The website has some software that renders an adult version of the person from the child picture, and but now, it’s no surprise that the rendered image is a near likeness of Nathan. Well, in this few minutes of the film, the bait/trap has been set, we and Nathan are hooked.
Would you then be surprised that within minutes – killers are at the door because the website was a trip wire and the bad guys immediately were made aware who was having a look and their location as well. Still, even given that this is a film – they still arrived far, far too quickly.
There’s your set up and it’s not bad. Only problem is that once that story line is established, that Nathan and Karen will have get out of town, and fast, the film goes directly downhill as if on tracks. Of course it is on tracks as Nathan and the cute girl have to escape by fleeing Pittsburgh on a train. On the train we see a cat and mouse game which explodes into violence quite soon. Didn’t we see this before with Anne Archer and Gene Hackman as a couple escaping on train? We did and that film was called – Narrow Margin.
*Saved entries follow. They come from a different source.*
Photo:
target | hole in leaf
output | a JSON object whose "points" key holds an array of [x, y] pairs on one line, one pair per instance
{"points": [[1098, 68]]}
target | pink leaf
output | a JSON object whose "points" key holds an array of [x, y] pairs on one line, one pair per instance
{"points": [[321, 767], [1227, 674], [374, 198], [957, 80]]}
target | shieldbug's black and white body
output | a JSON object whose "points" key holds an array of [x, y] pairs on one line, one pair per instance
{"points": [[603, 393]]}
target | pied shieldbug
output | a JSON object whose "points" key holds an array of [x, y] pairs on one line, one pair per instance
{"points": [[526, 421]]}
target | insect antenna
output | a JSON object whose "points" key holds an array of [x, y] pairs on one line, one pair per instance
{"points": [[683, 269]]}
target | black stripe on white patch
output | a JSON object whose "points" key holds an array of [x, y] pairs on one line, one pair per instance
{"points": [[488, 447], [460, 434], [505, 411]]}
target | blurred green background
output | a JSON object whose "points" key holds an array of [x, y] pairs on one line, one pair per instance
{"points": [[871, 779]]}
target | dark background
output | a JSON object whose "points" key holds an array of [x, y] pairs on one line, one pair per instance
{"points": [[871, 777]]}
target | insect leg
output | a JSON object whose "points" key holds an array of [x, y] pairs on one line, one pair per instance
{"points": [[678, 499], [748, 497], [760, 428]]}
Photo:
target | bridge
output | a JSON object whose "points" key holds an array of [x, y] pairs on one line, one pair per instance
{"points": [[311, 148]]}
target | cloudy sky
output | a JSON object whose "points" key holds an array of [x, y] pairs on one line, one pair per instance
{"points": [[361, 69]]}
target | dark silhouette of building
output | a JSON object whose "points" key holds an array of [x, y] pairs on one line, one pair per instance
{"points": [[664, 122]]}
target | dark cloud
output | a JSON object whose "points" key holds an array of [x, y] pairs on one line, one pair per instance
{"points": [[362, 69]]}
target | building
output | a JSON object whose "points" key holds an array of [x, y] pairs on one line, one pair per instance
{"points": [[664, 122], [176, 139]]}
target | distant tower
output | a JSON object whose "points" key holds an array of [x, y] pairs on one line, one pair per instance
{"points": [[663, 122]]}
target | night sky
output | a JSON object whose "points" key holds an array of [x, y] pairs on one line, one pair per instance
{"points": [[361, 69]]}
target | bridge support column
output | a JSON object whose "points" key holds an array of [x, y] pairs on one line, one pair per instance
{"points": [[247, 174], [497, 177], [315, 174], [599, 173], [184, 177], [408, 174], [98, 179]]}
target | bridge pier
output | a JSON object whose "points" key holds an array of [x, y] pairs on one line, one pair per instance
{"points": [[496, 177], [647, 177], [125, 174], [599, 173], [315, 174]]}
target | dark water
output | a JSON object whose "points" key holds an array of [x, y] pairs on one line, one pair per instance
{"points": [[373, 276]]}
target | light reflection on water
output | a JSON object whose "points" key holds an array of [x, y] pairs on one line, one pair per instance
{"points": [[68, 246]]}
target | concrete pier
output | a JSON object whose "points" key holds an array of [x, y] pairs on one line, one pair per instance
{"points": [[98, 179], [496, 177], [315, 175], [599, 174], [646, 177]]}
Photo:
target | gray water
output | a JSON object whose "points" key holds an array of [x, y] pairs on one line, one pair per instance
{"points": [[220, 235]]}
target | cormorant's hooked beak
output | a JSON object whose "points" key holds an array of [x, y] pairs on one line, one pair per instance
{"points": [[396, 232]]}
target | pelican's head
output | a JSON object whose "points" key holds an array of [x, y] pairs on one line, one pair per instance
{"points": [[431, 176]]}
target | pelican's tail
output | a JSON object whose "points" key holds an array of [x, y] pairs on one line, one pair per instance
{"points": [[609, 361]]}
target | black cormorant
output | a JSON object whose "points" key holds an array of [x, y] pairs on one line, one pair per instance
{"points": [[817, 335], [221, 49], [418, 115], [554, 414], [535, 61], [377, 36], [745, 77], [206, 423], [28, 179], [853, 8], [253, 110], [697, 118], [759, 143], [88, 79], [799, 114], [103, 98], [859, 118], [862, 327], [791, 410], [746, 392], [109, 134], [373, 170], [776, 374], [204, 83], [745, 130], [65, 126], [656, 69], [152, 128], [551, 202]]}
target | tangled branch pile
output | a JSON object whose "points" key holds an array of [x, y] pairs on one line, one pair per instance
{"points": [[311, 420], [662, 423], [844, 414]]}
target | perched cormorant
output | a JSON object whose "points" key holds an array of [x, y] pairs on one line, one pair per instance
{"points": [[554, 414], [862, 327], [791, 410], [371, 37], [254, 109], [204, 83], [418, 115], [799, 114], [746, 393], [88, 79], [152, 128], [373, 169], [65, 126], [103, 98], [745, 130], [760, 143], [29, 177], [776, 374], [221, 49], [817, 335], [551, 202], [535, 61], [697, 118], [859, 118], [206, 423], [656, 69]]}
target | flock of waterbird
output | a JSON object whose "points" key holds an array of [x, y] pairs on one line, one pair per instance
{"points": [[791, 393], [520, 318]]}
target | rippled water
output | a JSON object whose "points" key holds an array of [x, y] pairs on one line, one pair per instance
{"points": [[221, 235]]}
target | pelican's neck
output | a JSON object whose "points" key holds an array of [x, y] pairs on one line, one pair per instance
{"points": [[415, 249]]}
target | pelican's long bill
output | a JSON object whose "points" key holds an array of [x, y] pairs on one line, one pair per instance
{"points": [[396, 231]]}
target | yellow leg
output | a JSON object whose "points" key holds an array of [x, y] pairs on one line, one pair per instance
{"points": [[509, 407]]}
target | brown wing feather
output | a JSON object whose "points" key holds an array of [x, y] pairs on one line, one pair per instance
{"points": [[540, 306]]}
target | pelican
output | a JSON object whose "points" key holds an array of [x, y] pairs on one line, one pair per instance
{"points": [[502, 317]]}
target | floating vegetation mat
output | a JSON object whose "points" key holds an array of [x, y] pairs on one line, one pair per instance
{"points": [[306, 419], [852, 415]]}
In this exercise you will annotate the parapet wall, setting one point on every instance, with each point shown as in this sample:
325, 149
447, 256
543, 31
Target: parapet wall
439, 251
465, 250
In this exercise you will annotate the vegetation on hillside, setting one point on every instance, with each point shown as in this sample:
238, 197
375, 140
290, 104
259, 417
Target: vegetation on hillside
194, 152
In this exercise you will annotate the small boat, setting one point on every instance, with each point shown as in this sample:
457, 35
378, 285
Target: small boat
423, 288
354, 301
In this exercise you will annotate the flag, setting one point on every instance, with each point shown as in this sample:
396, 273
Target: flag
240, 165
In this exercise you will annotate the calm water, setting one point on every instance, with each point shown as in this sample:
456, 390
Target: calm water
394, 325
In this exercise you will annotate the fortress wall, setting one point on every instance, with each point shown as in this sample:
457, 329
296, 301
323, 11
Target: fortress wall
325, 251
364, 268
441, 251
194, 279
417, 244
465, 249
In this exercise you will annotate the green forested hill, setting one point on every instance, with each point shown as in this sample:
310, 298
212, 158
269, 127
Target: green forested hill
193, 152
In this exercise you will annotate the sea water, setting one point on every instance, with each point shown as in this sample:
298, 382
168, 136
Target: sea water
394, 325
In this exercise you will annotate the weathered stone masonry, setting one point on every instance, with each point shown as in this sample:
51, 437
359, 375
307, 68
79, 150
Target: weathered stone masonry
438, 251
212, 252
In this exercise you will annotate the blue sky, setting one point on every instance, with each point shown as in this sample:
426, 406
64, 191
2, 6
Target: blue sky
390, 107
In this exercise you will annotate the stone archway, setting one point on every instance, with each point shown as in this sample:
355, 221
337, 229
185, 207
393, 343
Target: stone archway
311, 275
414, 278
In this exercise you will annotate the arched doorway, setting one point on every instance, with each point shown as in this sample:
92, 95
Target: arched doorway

The male hero of The Girl With the Dragon Tattoo and sequels, Michael Nyqvist, shows up as Koslow who is immediately recognizable as the killer slash bad guy even if you don’t recognize him from the films made from the Steig Larsson novels.
Alfred Molina is the CIA guy, and the previously mentioned Sigourney Weaver also gets into three scenes. Molina and Weaver have been in far better films than this one. Likely a needed pay check convinced them to participate.
The final action set piece plays out at a Pittsburgh Pirates baseball game. After all, a baseball stadium is a public place, and to get in you’d have to pass through a metal detector. So it should be safe. Yet there was a gun stashed which is a borrow directly from Coppola’s 1st Godfather classic.
Okay I’ll go no further than this as we’d would be creeping deeper into spoiler territory. I’ll give good marks for the principal photography and the editing and the pacing – but everything else, from the writing to the acting either was not believable, borrowed, or just bad. I’m sure Lautner’s fans will enjoy his muscles and his make out with Collins – but it’s going to take a lot more than that for me to not issue a warning (unless you are gaga for Lautner – you can safely skip this one) about this distinctly less than average movie.